Is Sa House Price Inflation Showing Signs Of Slowing?

The South African property market continues to show some resilience despite the global Covid-19 pandemic.  According to Lightstone’s Residential Property Index for May 2021, Residential property price growth continues to accelerate with all provincial indices in an upward trajectory.”   The current national inflation increased by 0.3% from the previous month to 4.9% as at end May.  In contrast, the national house price inflation was 2.42% at the end of May 2020.  Gauteng province has seen an increase of 3.2% in comparison to May 2020, with a current inflation status of 4.4%.  In terms of property inflation, “the lower value segments continue to outperform their higher value counterparts”; 8.7% in comparison to 4.3% respectively.  Interestingly, demand for property in the lower value band has dampened in the last year, as a result of low prime lending rates and favourable lending environment positively impacting affordability and enabling many homebuyers to comfortably enter the middle- and upper-value market.
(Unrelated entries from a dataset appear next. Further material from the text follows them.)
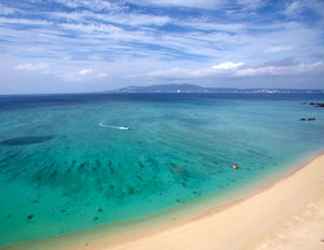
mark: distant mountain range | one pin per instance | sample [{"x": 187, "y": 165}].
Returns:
[{"x": 190, "y": 88}]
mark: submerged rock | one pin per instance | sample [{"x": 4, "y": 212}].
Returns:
[
  {"x": 30, "y": 216},
  {"x": 26, "y": 140},
  {"x": 317, "y": 104}
]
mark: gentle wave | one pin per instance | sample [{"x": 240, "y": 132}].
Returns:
[{"x": 101, "y": 124}]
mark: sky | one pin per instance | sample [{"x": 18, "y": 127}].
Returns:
[{"x": 55, "y": 46}]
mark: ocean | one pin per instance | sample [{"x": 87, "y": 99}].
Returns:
[{"x": 73, "y": 162}]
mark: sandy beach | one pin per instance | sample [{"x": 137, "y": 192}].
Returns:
[{"x": 289, "y": 214}]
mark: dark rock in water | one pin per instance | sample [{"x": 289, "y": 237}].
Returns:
[
  {"x": 317, "y": 104},
  {"x": 308, "y": 119},
  {"x": 131, "y": 190},
  {"x": 26, "y": 140},
  {"x": 30, "y": 216}
]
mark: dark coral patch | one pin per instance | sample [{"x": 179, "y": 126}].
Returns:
[{"x": 26, "y": 140}]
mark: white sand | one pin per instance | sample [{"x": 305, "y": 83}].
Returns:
[{"x": 287, "y": 215}]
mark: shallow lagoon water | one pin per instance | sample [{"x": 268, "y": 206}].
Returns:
[{"x": 62, "y": 171}]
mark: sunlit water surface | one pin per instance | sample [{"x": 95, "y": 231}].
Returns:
[{"x": 71, "y": 162}]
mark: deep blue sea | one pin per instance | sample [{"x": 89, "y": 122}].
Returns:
[{"x": 72, "y": 162}]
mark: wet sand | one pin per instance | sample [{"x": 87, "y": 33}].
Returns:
[{"x": 289, "y": 214}]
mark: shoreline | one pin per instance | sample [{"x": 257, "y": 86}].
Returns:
[{"x": 206, "y": 213}]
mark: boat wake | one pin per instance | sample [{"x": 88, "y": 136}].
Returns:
[{"x": 103, "y": 125}]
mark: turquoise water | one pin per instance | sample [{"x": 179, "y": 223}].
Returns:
[{"x": 69, "y": 163}]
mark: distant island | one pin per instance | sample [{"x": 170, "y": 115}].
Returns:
[{"x": 190, "y": 88}]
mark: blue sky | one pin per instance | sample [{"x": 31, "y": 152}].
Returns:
[{"x": 94, "y": 45}]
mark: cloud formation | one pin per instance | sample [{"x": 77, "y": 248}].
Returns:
[{"x": 102, "y": 44}]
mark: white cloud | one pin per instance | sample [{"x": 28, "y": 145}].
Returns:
[
  {"x": 277, "y": 49},
  {"x": 32, "y": 67},
  {"x": 274, "y": 70},
  {"x": 183, "y": 3},
  {"x": 5, "y": 10},
  {"x": 227, "y": 66},
  {"x": 84, "y": 72},
  {"x": 294, "y": 7}
]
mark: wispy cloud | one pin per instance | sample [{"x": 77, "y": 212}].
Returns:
[{"x": 116, "y": 43}]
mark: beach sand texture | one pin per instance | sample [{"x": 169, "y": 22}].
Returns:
[{"x": 287, "y": 215}]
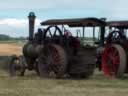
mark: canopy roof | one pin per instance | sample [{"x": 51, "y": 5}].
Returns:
[
  {"x": 118, "y": 24},
  {"x": 78, "y": 22}
]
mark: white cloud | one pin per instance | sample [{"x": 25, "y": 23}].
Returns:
[{"x": 17, "y": 22}]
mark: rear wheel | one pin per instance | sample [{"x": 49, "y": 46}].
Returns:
[
  {"x": 52, "y": 60},
  {"x": 114, "y": 61}
]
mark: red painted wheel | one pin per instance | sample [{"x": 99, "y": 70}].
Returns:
[{"x": 114, "y": 61}]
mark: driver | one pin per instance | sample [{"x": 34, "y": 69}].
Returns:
[{"x": 75, "y": 42}]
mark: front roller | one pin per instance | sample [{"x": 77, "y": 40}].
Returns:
[
  {"x": 52, "y": 59},
  {"x": 17, "y": 66},
  {"x": 114, "y": 61}
]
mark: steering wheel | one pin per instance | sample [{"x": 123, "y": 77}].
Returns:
[
  {"x": 50, "y": 34},
  {"x": 115, "y": 36}
]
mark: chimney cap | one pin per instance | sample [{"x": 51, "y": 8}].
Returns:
[{"x": 31, "y": 14}]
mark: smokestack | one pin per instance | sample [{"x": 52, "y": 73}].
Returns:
[{"x": 31, "y": 18}]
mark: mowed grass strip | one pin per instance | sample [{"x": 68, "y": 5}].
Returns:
[{"x": 32, "y": 85}]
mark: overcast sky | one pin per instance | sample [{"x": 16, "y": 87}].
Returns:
[{"x": 13, "y": 13}]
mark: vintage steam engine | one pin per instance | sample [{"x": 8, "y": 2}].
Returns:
[
  {"x": 115, "y": 54},
  {"x": 53, "y": 52}
]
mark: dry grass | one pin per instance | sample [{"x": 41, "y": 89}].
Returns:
[
  {"x": 32, "y": 85},
  {"x": 9, "y": 49}
]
However, FNB’s House Price Index for June 2021 showed annual house price appreciation slowed for the first time in 11 consecutive months, from 4.6% in April to 4.1% in May.  Other indicators support the fact that the stagnating price growth may signal demand is tempering - having peaked in the second half of 2020 and first quarter of 2021.  Data shows that both buyers’ demand for housing and the number of mortgage applications declined in recent months.  This coincides with Rode’s forecast in April that the residential market was showing early signs that prices were “trending sideways”.  In January and February of this year, house prices outpaced consumer inflation - an encouraging sign as they had been declining in real terms for several years.  However, the impact of rising unemployment and the loss of household income following stringent lockdown restrictions appears to be curbing demand growth, despite the favourable homebuying environment resulting from record low interest rates.  

 

Industry experts believe that the residential property market remains one of the country’s more resilient sectors, bucking economic sector trends by rebounding earlier than expected and improving steadily into 2021 when many economists predicted prices would plummet.  Although the surge in industry activity in the second half of 2020 could be attributed to pent-up demand as a response to lockdown restrictions and record-low interest rates, there are still indications that home-buying activity is robust, even if overall demand is “gradually dissipating”.

 

FNB maintains that market strength indices remain above pre-pandemic levels, indicating that the lower interest rates continue to bolster market sentiment.  Housing loans continue to rise, with April marking 5.6% growth in mortgage lending, up from 4.4% in March.  In addition, the loan-to-price (LTP) ratios have risen steadily since 2017, driven by competition between the banks to secure loan business, and indicate financial institutions’ sustained appetite to finance a larger portion of the purchase price.  This bodes well for first-time buyers looking to enter the market and existing buyers upgrading to the middle- to upper-value segments (where data reveals most of the credit is funding).

 

The South African Reserve Bank, the country’s central bank, held the repo rate at 3.5% in May – its lowest level since its introduction in 1998.  The Monetary Policy Committee (MPC) unanimously agreed that the decision to leave the repo rate unchanged was necessary to support the ailing economy and financially distressed South Africans.  In his statement, SARB governor Lesetja Kganyago affirmed that “[m]onetary policy continues to be accommodative, keeping financial conditions supportive of credit demand as the economy recovers from the pandemic and associated lockdowns.”  Kganyago stressed that additional steps were necessary to enhance the policy’s effectiveness and highlighted the growing inflation risks.  While the MPC recognises the need to provide monetary policy accommodation for as long as possible, economists expect the central bank to begin raising local interest rates towards the end of 2021/beginning of 2022 to balance supporting the fragile economy and curbing rising consumer inflation.  Statistics SA reported that annual consumer inflation eased to 4.9% in June after accelerating sharply to 5.2% in May – the highest reading since November 2018.  Although still within the midpoint of the central bank’s 3%-6% target range, the readings recorded for the last three months have averaged above the bank’s expected headline consumer inflation of 4.2% for 2021.